The instability is also impacting local commerce. In the al-Kalakla al-Lafa market located in southern Khartoum, merchant Abdulhafiz Fadl Muhammad has seen a sharp decline in both customer foot traffic and supply availability. High temperatures in poorly ventilated market areas and the difficulty of maintaining refrigerated goods have worsened the situation. To sustain his business, Muhammad has already invested roughly three million Sudanese pounds in a solar power system.

Price fluctuations have been rapid. In a single week, a 10-kilogramme (22-pound) bag of sugar increased from approximately 28,000 ($71.70) to 35,000 Sudanese pounds ($89.75). Similarly, a 50-kilogramme (110-pound) bag of flour rose from 47,000 ($120.50) to 55,000 pounds ($141), and cooking oil moved from 30,000 ($76.90) to 37,000 pounds ($94.50). Muhammad indicated that further price hikes are expected, adding, “Some merchants are hesitant to sell while waiting to see how prices will develop.”

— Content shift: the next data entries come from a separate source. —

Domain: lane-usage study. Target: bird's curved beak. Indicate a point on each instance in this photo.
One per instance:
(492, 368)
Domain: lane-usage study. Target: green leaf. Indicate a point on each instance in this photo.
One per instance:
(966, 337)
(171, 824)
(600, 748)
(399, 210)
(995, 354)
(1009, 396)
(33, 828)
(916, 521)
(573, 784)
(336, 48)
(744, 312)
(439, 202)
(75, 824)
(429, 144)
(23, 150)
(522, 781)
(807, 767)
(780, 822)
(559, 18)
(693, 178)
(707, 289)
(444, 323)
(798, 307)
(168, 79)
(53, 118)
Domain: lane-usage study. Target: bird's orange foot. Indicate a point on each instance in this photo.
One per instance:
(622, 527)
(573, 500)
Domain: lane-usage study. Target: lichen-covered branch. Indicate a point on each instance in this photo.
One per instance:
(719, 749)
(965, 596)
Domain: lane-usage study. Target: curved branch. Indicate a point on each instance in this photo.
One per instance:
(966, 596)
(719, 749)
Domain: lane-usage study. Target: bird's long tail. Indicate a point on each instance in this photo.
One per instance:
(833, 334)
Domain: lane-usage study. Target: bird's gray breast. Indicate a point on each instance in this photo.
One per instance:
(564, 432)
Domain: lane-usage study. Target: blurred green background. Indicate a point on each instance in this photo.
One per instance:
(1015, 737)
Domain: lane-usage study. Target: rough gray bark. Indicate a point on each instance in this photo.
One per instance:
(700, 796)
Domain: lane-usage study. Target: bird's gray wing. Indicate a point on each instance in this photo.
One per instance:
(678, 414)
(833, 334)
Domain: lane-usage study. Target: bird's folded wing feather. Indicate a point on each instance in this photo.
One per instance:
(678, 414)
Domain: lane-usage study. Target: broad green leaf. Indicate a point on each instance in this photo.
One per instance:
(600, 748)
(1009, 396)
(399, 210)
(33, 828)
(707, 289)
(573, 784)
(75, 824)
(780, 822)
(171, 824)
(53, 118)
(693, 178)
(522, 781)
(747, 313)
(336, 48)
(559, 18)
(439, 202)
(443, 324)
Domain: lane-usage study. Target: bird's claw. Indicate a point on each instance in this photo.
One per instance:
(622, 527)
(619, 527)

Economist Mohamed al-Tayeb suggests that Sudan’s economic framework is particularly susceptible to energy disruptions. Because the nation relies heavily on land transport and energy-dependent production, any break in the energy supply quickly impacts the entire supply chain. Al-Tayeb argues that the crisis is also structural and deeply rooted in infrastructure.

“Sudan’s electricity networks rely heavily on illegal and makeshift poles erected without engineering oversight, which were never designed to carry sustained loads. As temperatures rise and demand spikes, the wires overheat, accelerating failures across the grid,” al-Tayeb explained. He added that “in many neighbourhoods, entire communities have been left dependent on a single shared generator operating well below the capacity the area actually requires.”

Speaking to Al Jazeera, al-Tayeb stated, “These are not systems built for the population they are supposed to serve. When you have informal infrastructure carrying formal demand, the breaking point comes quickly, and when it does, there is no redundancy, no backup, and the burden falls entirely on residents.” He described a cycle where rising fuel costs drive up the cost of operating generators and transporting goods, which in turn forces merchants to raise prices to cover expenses. “Rising fuel prices affect all stages, from operating generators to transporting goods between cities and markets. As this rise continues, the $cost of daily business operations becomes much higher, prompting merchants to raise prices to offset expenses,” he said.

Local communities are attempting to implement their own solutions, though only partially. In southern Khartoum, residents initially relied on generators when the public water network failed, but abandoned them as fuel costs became prohibitive. Some have transitioned to solar panels to power water pumps. Magdi Saleh, the head of a local neighborhood committee, noted, “This solution helped restore water flow to some homes in a more stable manner compared to generators, although it does not cover all needs.”

In various Khartoum neighborhoods, residents have established informal methods of coping, such as rationing the hours a shared generator runs, rotating access to device charging, and pooling resources to manage fuel costs. These survival tactics remain fragile, dependent on community cooperation and shared finances that are currently under significant strain.